Trauma: a wound or injury.
Tumor: a swelling or pathologic enlargement of tissues.
Tympanic membrane: the ear drum.
Ulcer: a local defect or excavation of the surface of a organ.
Umbilicus: the navel; belly button.
Unilateral: affecting only one side.
Ureter: tubular structure that conveys urine from each kidney to the urinary bladder.
Urethra: tube that conveys urine from the urinary bladder to the exterior of the body.
Urinalysis: laboratory analysis of urine.
Urination: passage or excretion of urine.
Urine: fluid formed in the kidneys, passed to the bladder for storage, and discharged through the urethra.
Urticaria: hives; an allergic condition of the skin characterized by large welts which itch.
Uterus: a hollow muscular organ found in female mammals, in which the fertilized ovum develops.
Vaccine: an agent, that when introduced into the body, stimulates an immune response against certain microorganisms.
Vagina: the canal in females extending from the vulva to the cervix.

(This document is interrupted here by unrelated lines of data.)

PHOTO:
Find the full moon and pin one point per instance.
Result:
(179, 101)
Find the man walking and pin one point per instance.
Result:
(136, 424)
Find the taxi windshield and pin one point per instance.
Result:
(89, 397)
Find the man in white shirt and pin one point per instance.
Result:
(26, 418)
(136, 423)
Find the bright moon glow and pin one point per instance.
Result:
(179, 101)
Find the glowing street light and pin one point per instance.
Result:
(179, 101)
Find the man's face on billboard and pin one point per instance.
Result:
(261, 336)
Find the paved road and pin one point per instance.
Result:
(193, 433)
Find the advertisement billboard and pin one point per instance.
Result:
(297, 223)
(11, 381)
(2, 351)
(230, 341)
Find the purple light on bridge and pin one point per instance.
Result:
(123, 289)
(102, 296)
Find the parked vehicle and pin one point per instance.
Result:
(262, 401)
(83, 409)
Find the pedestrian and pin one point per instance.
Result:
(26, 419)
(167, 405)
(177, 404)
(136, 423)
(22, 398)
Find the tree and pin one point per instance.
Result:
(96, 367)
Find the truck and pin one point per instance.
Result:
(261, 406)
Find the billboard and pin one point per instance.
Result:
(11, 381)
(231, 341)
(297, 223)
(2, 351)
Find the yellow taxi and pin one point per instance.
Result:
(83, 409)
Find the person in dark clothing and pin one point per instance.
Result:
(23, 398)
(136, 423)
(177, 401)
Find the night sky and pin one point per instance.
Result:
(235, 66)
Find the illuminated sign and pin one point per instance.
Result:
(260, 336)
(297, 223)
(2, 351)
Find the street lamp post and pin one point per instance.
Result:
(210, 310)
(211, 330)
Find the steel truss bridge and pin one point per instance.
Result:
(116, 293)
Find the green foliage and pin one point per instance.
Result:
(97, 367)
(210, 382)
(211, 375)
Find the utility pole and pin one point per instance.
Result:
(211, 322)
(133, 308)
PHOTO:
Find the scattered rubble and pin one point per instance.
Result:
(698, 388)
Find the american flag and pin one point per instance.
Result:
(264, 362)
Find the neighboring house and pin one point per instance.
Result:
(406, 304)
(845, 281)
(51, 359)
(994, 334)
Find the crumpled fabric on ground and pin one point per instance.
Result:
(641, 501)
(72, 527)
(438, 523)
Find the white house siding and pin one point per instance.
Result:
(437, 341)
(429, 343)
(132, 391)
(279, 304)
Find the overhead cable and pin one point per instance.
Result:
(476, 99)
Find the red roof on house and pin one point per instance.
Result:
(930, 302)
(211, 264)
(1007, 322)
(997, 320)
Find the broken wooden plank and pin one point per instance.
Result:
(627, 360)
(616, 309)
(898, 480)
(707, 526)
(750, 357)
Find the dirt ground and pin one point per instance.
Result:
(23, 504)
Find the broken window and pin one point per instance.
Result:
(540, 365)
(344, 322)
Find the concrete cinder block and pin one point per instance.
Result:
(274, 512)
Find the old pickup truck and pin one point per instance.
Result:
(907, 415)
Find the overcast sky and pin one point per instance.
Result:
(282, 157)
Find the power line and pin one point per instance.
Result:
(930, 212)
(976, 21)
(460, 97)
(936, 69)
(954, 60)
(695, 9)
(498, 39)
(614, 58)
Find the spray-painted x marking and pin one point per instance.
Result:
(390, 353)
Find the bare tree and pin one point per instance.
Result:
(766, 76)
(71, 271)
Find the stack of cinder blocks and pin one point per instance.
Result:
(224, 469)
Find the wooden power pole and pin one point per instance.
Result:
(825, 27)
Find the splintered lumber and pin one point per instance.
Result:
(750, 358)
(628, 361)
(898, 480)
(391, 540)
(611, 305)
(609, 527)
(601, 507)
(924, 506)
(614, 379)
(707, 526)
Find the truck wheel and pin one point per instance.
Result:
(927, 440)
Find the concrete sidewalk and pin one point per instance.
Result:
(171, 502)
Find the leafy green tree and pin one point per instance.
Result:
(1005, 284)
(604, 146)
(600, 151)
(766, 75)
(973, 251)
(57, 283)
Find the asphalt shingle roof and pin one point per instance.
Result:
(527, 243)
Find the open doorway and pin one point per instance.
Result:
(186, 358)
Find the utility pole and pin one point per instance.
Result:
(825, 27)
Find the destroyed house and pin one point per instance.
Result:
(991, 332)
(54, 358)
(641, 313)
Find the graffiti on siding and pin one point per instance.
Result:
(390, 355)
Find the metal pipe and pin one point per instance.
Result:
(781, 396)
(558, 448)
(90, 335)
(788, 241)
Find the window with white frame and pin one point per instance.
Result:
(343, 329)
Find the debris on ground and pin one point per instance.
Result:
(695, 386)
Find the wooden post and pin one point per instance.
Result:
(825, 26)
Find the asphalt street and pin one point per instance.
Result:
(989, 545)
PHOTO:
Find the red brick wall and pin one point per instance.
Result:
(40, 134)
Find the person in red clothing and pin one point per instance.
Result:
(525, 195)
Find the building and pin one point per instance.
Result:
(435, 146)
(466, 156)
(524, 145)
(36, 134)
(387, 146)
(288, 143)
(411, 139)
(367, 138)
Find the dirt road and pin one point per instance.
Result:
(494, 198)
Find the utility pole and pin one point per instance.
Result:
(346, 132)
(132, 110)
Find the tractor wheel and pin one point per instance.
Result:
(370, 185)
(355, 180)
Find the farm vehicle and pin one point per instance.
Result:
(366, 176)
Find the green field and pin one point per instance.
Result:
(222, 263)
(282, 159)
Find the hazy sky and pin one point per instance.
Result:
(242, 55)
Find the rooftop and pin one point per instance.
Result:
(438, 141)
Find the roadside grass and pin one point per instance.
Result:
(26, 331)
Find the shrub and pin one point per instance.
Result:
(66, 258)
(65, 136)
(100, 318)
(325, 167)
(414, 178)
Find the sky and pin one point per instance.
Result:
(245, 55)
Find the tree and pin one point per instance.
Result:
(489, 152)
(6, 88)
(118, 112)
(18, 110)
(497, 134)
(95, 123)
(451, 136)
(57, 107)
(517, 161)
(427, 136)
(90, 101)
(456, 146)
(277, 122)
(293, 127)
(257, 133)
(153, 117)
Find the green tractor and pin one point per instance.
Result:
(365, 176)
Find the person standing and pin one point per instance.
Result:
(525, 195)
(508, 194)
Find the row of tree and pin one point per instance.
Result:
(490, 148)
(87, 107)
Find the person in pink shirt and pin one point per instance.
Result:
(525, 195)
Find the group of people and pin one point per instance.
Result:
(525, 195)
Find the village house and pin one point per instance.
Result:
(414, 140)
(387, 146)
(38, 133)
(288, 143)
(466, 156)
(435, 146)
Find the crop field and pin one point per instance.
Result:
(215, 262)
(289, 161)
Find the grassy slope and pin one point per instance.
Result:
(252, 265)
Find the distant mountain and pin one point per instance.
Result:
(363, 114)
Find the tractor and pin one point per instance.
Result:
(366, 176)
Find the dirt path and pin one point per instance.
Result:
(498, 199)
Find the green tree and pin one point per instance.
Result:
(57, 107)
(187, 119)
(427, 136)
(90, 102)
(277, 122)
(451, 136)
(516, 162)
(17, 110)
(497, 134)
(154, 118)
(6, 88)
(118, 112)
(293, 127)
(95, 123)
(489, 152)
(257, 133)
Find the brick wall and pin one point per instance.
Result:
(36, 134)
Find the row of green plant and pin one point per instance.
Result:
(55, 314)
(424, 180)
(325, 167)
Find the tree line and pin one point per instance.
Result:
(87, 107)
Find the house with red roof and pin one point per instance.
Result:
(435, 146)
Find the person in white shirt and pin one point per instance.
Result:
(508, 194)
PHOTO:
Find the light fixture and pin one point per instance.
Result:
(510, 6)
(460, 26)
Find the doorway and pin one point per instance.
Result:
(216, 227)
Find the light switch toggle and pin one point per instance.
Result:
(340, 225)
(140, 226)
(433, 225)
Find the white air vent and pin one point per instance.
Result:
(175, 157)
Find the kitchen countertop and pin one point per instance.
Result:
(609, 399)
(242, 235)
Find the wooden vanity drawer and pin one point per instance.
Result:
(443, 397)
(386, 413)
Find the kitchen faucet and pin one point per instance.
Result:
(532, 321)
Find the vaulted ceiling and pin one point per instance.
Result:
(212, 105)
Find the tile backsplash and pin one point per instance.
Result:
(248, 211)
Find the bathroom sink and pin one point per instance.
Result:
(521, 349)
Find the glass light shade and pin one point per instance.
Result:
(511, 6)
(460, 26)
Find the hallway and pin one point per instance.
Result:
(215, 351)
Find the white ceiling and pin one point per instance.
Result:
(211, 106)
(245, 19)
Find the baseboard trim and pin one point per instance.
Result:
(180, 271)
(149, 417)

Vein: vessel through which blood returns from organs and body parts to the heart.
Venipuncture: puncture of a vein with a needle; blood draw.
Ventral: pertaining to the belly or underside of a quadruped.
Ventricle: a chamber of the heart.
Vertebrate: any animal with a spinal column.
Veterinarian: doctor of veterinary medicine; really cool person.
Veterinary Technician: An animal nurse; also a really cool person.
Virus: a tiny infectious agent that replicates only inside a living cell, and lacks the ability for independent metabolism.
Viscera: any large organs located within the thoracic or abdominal cavities or pelvic canal.
Vomit: to cast up material from the stomach.
Vulva: external genitalia of females.
Wean: to discontinue nursing or suckling a young animal.
Whelp: the process of giving birth in dogs.
Wood's light: an ultraviolet light, often used to detect ringworm on the skin of animals.
Wound: any disruption of the continuity of a normal structure, as from an incision or injury.
X-rays: light rays of high amplitude which are passed by an electric generator through a glass vacuum tube (the x-ray tube). Such rays have special penetrative powers through body tissues.
Zoonosis: any disease of animals that can be transmitted to people under natural conditions.